After receiving the bad grade, Director of Public Health Science Craig Stephens submitted a proposal to the university to change the policy to transition Santa Clara to a smoke-free campus. According to the proposal, this would reduce tobacco litter on-campus, decrease exposure to secondhand smoke, and prevent students from developing a nicotine addiction.

The proposal also discusses the dangers of secondhand smoke. Stephens explained that exposure is the third leading cause of preventable death in the United States, killing 50,000 non-smokers each year.

But after submitting the proposal, he felt the university wasn't addressing it. In response, Stephens assembled a team of students to help move things along. He felt that the policy was more likely to be changed if the effort came from the students themselves. According to senior Claire Anderson, the committee meets about once a week to discuss what has been done and what they still need to do.

This isn't the first time that there was an attempt to change the policy. In 2011, the Center for Disease Control awarded a grant to the California Youth Advocacy Network, who in turn gave some of the money to Santa Clara University to encourage changing the policy. This money went towards creating a survey to find out what students know about the policy, and what they'd like to see change. However, the effort and enthusiasm fizzled out after last year, and survey data was never collected.

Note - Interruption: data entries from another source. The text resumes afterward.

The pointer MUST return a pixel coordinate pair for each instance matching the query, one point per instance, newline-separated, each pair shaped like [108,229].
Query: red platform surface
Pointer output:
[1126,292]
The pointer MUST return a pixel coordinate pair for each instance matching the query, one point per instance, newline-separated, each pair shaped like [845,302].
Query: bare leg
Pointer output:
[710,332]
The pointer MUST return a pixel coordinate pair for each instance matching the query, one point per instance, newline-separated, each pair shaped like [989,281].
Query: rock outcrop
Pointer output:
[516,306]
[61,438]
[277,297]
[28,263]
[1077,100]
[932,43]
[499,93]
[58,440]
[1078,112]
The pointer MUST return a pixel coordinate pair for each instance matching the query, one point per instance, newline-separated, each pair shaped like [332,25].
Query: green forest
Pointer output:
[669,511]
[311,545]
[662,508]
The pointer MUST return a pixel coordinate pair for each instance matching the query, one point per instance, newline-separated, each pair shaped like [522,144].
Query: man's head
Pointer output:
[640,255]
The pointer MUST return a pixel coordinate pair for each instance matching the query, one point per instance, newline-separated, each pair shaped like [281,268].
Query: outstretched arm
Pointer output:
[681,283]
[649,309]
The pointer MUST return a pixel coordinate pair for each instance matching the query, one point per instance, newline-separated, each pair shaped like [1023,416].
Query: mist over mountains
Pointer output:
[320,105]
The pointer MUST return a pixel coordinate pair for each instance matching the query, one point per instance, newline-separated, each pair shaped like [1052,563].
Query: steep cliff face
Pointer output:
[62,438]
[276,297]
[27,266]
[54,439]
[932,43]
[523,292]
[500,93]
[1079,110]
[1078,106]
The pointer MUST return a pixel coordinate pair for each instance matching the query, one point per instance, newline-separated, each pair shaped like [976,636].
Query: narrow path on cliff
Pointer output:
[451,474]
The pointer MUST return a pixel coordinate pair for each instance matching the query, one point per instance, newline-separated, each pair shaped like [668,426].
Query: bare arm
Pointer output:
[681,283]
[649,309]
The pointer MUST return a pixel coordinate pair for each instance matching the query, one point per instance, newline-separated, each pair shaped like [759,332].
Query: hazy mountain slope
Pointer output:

This year, students in the Public Health Department are again working hard and surveying to see how they feel about banning smoking.

That survey was distributed this quarter. The committee's goal was to survey about half of the undergraduate population and see whether or not students supported a smoke-free campus.

Senior Carlos Gomez heads the committee. He brought the smoking ban idea to the Associated Student Government, and now members are working together with the committee to tally survey data and discuss solutions.

So far, survey data seems to indicate that students would support banning smoking. 57.6% of respondents (588 students) indicated that they would support SCU becoming a "100% smoke-free campus." The next step in this push will be presenting the data collected to the university to try and move the smoke-free policy forward.

A common issue raised is that even if the policy passes, it will be difficult to enforce. While this is a dilemma, Gomez and Anderson are confident that they will be able to find a solution. In the proposal, Stephens suggests using Human Resources, the Student Judicial Board and Campus Safety to punish repeated offenders.

Banning smoking from Santa Clara is a work in progress, and if the university does become smoke free, it will still take awhile for the effects to be noticed. As Gomez explained, "We want to take action for our own health."